Он долго лениво плыл в его дальний конец, потом вернулся, полежал на спине, ощущая мягкие, ласковые прикосновения воды, мечательно закрыл глаза, размышляя о том, как чудесно жить, как это прекрасно быть здоровым, сильным, энергичным, влюбленным и любимым, как хорошо, когда все удается, когда не просто увлечен своей работой, а наслаждаешься ею. И ждет тебя впереди только приятное.
Ну какая еще профессия может сравниться с профессией журналиста!
У него столько разнообразия в работе! Дальние страны и города — пальмы тропических морей, льды Заполярья, снежные вершины гор и золотые пески пустынь, тысячекилометровые перелеты и путешествия на машинах, поездах, кораблях, порой лошадях или оленях,..

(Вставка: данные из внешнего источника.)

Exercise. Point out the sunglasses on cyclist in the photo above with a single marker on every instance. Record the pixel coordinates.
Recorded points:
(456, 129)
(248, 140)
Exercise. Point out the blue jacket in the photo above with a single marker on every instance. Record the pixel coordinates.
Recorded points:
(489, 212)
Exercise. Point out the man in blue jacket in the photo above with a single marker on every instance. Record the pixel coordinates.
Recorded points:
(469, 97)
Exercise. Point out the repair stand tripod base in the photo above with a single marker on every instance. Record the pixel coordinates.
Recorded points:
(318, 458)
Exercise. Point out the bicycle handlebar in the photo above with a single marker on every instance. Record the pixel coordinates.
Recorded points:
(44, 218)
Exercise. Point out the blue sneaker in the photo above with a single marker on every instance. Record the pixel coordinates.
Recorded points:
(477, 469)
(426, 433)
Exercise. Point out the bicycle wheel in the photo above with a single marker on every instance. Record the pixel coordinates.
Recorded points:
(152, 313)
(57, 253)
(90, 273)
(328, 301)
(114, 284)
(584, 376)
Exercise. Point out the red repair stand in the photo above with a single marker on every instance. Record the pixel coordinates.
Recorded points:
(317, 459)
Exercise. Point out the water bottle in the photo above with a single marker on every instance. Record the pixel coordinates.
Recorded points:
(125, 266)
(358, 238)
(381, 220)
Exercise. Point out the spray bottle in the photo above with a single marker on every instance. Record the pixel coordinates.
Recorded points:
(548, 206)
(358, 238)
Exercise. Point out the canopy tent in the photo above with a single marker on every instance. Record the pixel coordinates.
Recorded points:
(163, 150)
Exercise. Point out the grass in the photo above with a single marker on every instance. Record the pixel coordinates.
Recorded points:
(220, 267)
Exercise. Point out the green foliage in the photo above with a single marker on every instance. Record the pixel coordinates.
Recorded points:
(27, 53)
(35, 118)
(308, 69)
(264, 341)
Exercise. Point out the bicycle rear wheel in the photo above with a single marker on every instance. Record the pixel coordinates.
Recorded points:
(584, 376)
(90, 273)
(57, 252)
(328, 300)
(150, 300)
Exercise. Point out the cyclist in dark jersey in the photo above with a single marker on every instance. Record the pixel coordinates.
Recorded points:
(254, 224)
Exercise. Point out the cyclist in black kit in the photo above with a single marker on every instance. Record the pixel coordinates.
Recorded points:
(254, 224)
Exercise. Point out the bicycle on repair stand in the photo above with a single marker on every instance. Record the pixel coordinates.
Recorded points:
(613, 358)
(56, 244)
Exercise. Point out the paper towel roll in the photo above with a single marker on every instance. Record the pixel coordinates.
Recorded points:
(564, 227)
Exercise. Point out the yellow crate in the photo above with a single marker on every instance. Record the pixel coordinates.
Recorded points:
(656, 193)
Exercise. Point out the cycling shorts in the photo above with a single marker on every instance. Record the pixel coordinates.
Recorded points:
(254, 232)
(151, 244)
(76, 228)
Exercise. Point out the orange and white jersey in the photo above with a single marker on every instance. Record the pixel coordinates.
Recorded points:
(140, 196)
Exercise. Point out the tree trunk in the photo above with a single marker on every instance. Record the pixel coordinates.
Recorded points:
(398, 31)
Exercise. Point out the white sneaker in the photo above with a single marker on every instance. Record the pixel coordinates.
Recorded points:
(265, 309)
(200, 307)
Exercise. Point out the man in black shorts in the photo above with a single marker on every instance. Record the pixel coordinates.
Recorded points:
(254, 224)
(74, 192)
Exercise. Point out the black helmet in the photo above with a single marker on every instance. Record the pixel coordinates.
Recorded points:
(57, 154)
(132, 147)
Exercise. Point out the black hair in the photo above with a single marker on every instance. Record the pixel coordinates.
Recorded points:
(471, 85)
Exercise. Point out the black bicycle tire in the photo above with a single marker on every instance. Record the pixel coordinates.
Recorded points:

А главное люди — встречи с людьми, такими интересными, такими простыми и великими, совершившими или совершающими такое, что, затаив дыхание, иной раз с навернувшейся слезой, иной раз в благоговейном молчании, стоишь перед ними пораженный. Но обычно-то сидишь с блокнотом, с магнитофоном и спрашиваешь, слушаешь, наблюдаешь, смотришь. Чтобы рассказать другим людям о том, что видел и слышал, чтобы и их приобщить к чуду.
А что про журналистов говорят «волка ноги кормят», что по смертности это едва ли не первая профессия в мире (если верить статистике), что носятся они по свету, не едят порой по целым дням, что месяцами мучаются, бьются, трудятся, словно рудокопы, золотоискатели, шахтеры, а потом тонны перелопаченного выливаются в крохотную информашку, — так что?
Если прочтут ее хоть десяток читателей и узнают пусть о скромном, но добром деле, хорошем человеке, — значит, журналист выполнил свой долг. И на том спасибо.
Завидна судьба спортивного журналиста: его творческий мир — это мир спортивный. А значит, солнечный, веселый, бодрый, радостный. Вот прославлять этот мир, рассказывать о нем, приглашать в него — такова задача. И еще охранять от тех, кто 'хочет прикрыть солнце, набросить тень. Мало радости пачкать руки, но что поделаешь — не только цветы в комнатах расставляют, приходится и сор выметать...
Напевая на мотив известной песенки «как хорошо быть журналистом, как хорошо быть журналистом», Луговой вылез на берег, отряхнулся, постоял, наблюдая, как капли соскальзывают с груди, живота, рук.
—Эй, Шаляпин, — крикнула Ирина, — греби сюда —обед готов!